Page du 30 septembre 2018 jour de la méduse

Denis Vallier

      Pour un regard froid et lucide, tous nos efforts, nos plaisirs, nos joies nos peines, tout ce qui fait notre vie semble vain et voué au néant. Cependant, je n’ai qu’une conscience floue de cette inutilité absurde : je ne l’approche que quand j’y réfléchis, le reste du temps, elle m’est tout à fait égale. Parfois quand j’y réfléchi je me dis que c’est même notre chance : la mort permet aux espèces de s'adapter à un environnement changeant par le renouvellement des générations. Ce n'est pas une punition mais le moteur efficace de l’évolution. D’ailleurs les morts gardent toujours quelques droits chez les vivants et la mort elle-même n’est pas une fatalité absolue. La jolie Turritopsis Nutricula dans sa robe de soie bleue s’en moque : c’est une méduse qui vieillit, atteint sa maturité sexuelle puis rajeunit grâce à un mécanisme cellulaire appelé transdifférenciation. La minuscule méduse Clythia fait de même : à la fin de ses jours quand elle se sent un peu fatiguée après avoir bien vécu, elle peut se fixer au fond de l’océan sous forme de polype qui va se reproduire de manière asexuée comme le font les fraisiers de proche en proche. On peut ainsi observer au bout d’un moment toute une colonie de polypes qui n’est en fait que le même individu multiplié à ce qui semble l’infini…Certains polypes spécialisés vont bourgeonner et produire de minuscules méduses qui poursuivront le cycle à l’identique, les autres restant sur place et continuant à bourgeonner. C'est ce qui la fait proliférer très rapidement dans les océans de la planète, ce qui ne manque pas d'intriguer les scientifiques d’autant plus qu’elle a la particularité de pouvoir régénérer n’importe lequel de ses organes.
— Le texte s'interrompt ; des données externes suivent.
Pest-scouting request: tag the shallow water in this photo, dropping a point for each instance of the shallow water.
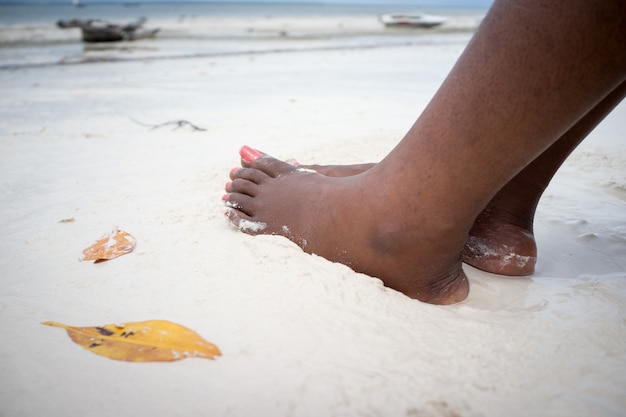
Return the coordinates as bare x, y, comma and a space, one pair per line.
29, 35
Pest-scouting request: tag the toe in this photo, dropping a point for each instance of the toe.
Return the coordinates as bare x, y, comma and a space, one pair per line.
269, 165
240, 202
242, 186
244, 222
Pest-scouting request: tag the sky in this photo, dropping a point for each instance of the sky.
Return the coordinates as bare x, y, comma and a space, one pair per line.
461, 3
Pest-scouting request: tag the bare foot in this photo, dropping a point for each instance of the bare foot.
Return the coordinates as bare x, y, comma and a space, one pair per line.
495, 244
351, 220
499, 245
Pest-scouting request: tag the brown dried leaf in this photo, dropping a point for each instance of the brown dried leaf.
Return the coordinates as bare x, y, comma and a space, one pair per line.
110, 246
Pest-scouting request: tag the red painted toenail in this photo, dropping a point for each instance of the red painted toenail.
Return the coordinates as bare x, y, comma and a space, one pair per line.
248, 154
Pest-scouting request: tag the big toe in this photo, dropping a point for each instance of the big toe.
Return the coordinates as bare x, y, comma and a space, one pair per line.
251, 158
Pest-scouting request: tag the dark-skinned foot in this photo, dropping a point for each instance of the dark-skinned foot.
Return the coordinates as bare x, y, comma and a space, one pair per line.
348, 220
495, 244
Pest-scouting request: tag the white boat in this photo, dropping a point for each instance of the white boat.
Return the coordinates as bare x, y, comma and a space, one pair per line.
412, 19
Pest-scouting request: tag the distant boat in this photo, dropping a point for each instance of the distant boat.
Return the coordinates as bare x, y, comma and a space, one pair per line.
412, 20
100, 31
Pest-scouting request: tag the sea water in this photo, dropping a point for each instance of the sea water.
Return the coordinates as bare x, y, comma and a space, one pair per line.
29, 35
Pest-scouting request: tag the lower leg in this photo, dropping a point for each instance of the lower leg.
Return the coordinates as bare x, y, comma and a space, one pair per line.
501, 240
506, 101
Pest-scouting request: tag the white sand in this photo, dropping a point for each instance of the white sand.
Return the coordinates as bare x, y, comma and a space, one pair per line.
300, 336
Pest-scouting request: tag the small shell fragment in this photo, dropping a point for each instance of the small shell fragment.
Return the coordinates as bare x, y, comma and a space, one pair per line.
110, 246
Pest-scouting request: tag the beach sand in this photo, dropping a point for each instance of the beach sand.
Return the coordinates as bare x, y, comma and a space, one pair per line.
300, 336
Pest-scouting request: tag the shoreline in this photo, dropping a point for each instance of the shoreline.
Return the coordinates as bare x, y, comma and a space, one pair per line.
300, 336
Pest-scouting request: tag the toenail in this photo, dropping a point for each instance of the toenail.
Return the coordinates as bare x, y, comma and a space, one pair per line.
248, 154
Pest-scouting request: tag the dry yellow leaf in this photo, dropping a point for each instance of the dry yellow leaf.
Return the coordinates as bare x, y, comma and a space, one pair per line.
145, 341
110, 246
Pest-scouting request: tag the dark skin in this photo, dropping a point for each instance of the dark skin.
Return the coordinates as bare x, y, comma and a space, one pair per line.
524, 81
501, 240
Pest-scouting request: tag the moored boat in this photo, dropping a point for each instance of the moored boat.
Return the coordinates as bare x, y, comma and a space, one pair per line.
422, 20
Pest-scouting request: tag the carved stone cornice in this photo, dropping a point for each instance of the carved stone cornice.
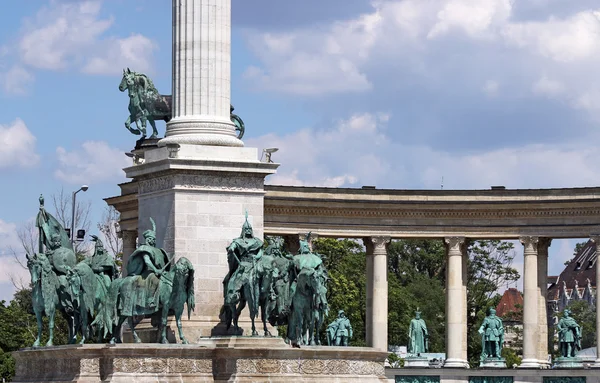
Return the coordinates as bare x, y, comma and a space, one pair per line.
201, 182
377, 244
596, 239
543, 245
456, 244
530, 243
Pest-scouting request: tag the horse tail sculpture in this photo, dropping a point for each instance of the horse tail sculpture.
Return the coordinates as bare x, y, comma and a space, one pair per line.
191, 299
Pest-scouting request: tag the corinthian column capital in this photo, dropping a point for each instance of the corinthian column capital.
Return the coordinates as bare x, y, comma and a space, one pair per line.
455, 243
376, 244
530, 243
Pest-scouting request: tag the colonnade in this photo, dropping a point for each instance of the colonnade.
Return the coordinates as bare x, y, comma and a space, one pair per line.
535, 283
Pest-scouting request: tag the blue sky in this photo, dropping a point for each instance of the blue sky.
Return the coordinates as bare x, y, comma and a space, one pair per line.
393, 93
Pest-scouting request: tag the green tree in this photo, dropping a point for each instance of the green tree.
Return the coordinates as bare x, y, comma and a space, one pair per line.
416, 281
489, 268
345, 261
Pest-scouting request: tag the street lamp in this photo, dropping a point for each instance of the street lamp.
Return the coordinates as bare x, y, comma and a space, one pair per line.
82, 188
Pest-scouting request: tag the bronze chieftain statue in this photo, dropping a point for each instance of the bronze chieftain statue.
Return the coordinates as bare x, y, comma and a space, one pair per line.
307, 298
146, 104
569, 335
249, 280
153, 286
418, 335
492, 333
287, 290
339, 331
59, 282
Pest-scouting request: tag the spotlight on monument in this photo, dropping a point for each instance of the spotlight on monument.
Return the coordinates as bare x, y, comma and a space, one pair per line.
267, 153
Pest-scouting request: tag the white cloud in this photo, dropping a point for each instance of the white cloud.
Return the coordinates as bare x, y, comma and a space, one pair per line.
8, 238
547, 86
95, 162
117, 54
475, 18
12, 260
73, 35
334, 157
436, 41
16, 80
491, 87
365, 155
18, 146
565, 40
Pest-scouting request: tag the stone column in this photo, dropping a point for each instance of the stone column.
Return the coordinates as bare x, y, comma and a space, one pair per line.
129, 238
465, 263
377, 313
201, 86
596, 239
313, 236
456, 305
542, 277
531, 294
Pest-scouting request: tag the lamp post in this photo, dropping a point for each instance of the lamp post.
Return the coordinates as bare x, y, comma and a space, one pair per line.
82, 188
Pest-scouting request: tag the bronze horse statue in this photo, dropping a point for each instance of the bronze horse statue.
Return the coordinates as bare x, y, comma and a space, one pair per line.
146, 104
176, 289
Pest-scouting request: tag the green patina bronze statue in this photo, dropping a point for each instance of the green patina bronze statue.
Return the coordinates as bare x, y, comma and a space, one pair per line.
153, 286
418, 336
569, 335
279, 302
146, 104
492, 336
339, 331
58, 282
307, 296
249, 280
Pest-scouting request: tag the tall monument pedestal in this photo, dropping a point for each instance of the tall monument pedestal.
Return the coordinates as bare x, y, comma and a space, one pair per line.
198, 196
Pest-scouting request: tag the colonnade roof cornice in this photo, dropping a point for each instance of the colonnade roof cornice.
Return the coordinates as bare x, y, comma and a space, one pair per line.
499, 214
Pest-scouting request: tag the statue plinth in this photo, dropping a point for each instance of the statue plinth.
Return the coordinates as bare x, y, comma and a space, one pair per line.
198, 196
239, 359
493, 363
564, 363
416, 361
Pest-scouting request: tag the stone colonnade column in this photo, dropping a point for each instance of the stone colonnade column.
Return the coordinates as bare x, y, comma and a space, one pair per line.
456, 304
129, 238
201, 74
531, 296
542, 277
596, 239
377, 292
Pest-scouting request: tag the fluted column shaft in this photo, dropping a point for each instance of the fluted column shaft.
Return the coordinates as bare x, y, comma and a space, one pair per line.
542, 278
129, 238
596, 239
456, 303
377, 311
531, 294
201, 74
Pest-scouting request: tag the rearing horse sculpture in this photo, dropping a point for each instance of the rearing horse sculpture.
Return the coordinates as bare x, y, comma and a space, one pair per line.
145, 103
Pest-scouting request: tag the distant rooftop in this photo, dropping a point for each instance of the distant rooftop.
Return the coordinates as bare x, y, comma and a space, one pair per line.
508, 304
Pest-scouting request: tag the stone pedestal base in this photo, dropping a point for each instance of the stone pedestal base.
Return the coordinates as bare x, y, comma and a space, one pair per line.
493, 363
562, 363
416, 362
198, 197
227, 359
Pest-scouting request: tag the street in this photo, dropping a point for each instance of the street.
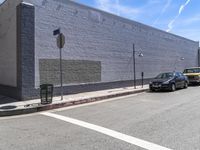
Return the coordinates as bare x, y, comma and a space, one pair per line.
149, 120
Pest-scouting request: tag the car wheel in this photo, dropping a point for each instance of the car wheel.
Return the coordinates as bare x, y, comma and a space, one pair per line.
173, 87
186, 85
152, 90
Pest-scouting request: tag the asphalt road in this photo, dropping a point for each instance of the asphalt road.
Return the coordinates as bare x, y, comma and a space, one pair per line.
166, 119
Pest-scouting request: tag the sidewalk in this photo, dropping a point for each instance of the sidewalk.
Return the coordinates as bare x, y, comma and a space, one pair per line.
9, 107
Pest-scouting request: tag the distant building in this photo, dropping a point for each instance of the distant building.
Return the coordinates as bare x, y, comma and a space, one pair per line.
98, 53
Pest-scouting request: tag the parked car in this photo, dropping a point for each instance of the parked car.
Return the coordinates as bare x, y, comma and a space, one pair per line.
193, 75
169, 81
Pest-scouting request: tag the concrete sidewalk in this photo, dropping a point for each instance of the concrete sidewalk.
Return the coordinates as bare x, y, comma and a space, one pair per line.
9, 107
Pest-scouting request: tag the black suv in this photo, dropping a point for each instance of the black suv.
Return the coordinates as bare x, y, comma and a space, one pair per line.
169, 81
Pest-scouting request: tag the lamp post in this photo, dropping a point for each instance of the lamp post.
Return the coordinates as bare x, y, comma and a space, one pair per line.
140, 54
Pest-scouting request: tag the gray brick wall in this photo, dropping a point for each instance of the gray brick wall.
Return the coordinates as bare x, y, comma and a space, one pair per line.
94, 35
26, 50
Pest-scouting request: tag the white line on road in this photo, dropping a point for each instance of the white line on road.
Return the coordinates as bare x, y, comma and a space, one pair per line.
112, 133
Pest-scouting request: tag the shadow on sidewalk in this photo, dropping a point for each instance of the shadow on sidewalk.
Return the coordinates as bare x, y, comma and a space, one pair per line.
6, 100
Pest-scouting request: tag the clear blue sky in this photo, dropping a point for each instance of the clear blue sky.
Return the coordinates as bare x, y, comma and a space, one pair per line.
181, 17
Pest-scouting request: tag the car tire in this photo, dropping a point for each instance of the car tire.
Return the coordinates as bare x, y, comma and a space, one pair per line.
173, 87
186, 85
152, 90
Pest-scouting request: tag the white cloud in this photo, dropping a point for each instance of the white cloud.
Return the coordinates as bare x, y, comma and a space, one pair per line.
163, 10
114, 6
182, 7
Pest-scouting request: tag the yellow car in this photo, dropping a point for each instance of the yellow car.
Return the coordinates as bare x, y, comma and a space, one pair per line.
193, 74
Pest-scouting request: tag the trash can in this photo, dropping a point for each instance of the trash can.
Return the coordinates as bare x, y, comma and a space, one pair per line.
46, 93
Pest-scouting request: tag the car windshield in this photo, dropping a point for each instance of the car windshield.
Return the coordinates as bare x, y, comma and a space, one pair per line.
165, 75
193, 70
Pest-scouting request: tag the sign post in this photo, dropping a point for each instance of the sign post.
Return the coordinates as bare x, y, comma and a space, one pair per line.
60, 44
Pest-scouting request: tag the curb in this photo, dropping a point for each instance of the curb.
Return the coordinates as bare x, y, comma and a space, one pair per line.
64, 104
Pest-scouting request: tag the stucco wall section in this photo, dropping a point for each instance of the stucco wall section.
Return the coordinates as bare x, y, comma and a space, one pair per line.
8, 58
94, 35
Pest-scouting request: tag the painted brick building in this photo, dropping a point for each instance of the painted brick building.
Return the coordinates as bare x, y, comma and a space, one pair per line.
98, 53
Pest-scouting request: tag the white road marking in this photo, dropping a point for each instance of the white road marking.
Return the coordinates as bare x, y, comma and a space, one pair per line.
112, 133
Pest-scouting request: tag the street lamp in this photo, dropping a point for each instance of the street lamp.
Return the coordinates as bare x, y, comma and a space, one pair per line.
140, 54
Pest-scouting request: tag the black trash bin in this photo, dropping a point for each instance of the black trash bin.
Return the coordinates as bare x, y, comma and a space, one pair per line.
46, 93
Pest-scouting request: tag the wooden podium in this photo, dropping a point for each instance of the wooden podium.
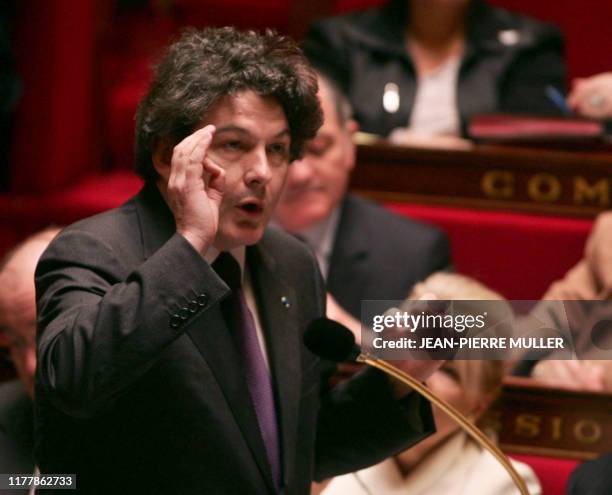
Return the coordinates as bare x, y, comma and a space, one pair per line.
492, 177
532, 418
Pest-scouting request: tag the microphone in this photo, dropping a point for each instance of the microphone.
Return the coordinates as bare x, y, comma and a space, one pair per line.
334, 342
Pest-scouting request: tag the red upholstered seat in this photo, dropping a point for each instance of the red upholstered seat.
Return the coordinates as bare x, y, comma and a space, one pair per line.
516, 254
552, 472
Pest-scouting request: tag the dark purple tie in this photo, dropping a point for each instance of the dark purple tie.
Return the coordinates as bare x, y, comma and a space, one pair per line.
241, 323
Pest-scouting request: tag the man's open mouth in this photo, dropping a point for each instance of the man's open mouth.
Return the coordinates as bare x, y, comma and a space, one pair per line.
251, 207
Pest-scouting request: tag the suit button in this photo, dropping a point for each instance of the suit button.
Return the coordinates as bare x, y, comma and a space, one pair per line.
184, 313
175, 321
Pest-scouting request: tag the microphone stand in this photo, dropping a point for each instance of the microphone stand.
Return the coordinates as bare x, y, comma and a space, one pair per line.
478, 436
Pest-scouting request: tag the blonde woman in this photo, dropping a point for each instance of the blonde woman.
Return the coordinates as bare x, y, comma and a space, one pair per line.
448, 462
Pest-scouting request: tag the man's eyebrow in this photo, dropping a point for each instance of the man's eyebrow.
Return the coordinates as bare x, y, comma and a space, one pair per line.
242, 130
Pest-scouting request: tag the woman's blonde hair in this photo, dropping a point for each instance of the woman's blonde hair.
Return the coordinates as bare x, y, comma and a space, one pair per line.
480, 380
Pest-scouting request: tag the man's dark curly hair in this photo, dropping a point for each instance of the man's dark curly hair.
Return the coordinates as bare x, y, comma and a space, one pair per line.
204, 66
Une méduse, ce n’est que de l’eau qui vivrait, en aurait-elle adopté les cycles ? C’est un des mystérieux secrets du temps qui passe, il est capable de revenir sur ses pas et de tout transformer.

Turritopsis Nutricula

Turritopsis Nutricula

      Cette méduse a une version adaptée à l’eau douce : le polype d’eau douce qui est un organisme très commun de moins d’un centimètre dépourvu de processus de vieillissement : il ne meure jamais lui non plus, il se renouvelle et si on le divise, chaque partie reformera un individu indépendant. Son secret se cache dans un de ces gènes : le gène Fox 0 qui lui assure une production élevée et constante de cellules souches. Nous autres, humains, possédons également ce gène mais il est loin d’être aussi actif… Du point de vue de l'évolution, l'immortalité paraît un gros désavantage pour une espèce car elle la rend beaucoup plus lente dans ses évolutions que les autres et si les conditions changent brutalement, elle n’est pas certaine de survivre et même un milieu aussi stable que les fonds marins peut être atteint par le réchauffement climatique. Ces bestioles sont les seuls êtres vivants multicellulaires connus ayant cette caractéristique mais peut-être sont-elles parfaites. Elles n’auraient alors aucun besoin d’évoluer et elles ne s’en plaignent pas… mais prendre perpète sous forme d’ectoplasme n’est pas un sort que j’envie.